Notts County, opgericht in 1862, wordt wereldwijd erkend als oudste profclub. Zwart-wit heeft een geschiedenis van vallen en opstaan, maar de wortels zitten te diep in de grond om het bolwerk te laten omvallen. ‘We worstelen, we lijden, maar we zijn er nog steeds.’

Ricardo Moniz was een paar maanden manager van Notts County toen hij op een doordeweekse dag even de stilte van het hoofdveld opzocht voor een gesprek met routinier Alan Smith. Ze waren niet alleen. Niet ver van de dug-out was de terreinknecht bezig een kleine kuil dicht te gooien. Een familie en een priester keken bedroefd toe.

Een vrouw maakte zich los van het gezelschap en stapte naar de Nederlandse trainer. Ze begon te vertellen over haar vader, die lang geleden naar Nieuw-Zeeland emigreerde maar altijd een aanhanger van The Magpies was gebleven. Na zijn dood wilde hij in een urne terugkeren naar het stadion waar hij als jongetje jarenlang wegdroomde, juichend opsprong of teleurgesteld afdroop. Zijn dochter wees naar de plek die weer bedekt was met het heilige gras. ‘En daar ligt hij nu.’

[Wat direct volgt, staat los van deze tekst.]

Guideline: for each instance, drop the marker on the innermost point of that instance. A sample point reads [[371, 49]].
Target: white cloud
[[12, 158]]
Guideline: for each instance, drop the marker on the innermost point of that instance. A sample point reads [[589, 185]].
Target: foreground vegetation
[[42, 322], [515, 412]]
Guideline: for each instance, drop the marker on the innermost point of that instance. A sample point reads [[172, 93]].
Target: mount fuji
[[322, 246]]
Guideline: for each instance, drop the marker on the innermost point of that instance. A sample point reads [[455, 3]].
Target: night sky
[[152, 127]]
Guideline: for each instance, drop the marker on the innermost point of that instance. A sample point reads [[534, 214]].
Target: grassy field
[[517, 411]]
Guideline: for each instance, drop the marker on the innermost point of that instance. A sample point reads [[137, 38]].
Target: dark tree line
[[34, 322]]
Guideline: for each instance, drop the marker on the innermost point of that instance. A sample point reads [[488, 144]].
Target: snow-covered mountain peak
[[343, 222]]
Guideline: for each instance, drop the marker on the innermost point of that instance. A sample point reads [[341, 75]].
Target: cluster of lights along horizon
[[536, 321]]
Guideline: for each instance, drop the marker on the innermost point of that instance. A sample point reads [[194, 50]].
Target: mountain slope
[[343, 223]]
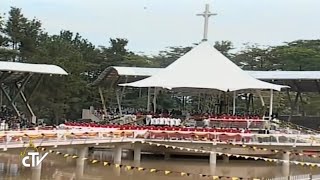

Moniz wist niet wat hij hoorde. ‘Smith en ik stonden met kippenvel te luisteren. Ik heb begrepen dat hier ongeveer 150 supporters op dezelfde manier zijn begraven. Van anderen is de as over het veld uitgestrooid. Dan realiseer je je: dit is Notts County. De ziel van deze club zit letterlijk in de grond’, zegt Moniz, die eind december zou worden ontslagen.

PUURHEID

Achter de gietijzeren poort van Meadow Lane staat Colin Slater te wachten in de deuropening. Goedhartige blik, warme handdruk. Hij draagt een kostuum en een gouden dasspeld. Zijn dunne grijze haar is keurig achterovergekamd. De BBC-reporter maakte 56 jaar geleden zijn eerste wedstrijdverhaal voor de plaatselijke krant, daarna werd hij The Voice of Notts County op de radio. Op 17 november 2007 bereikte hij een mijlpaal: hij versloeg zijn 2000e wedstrijd. En op 81-jarige leeftijd, meer dan 200 duels verder, zit hij er nog steeds. Gedistingeerd en gedreven. ‘Het houdt me jong.’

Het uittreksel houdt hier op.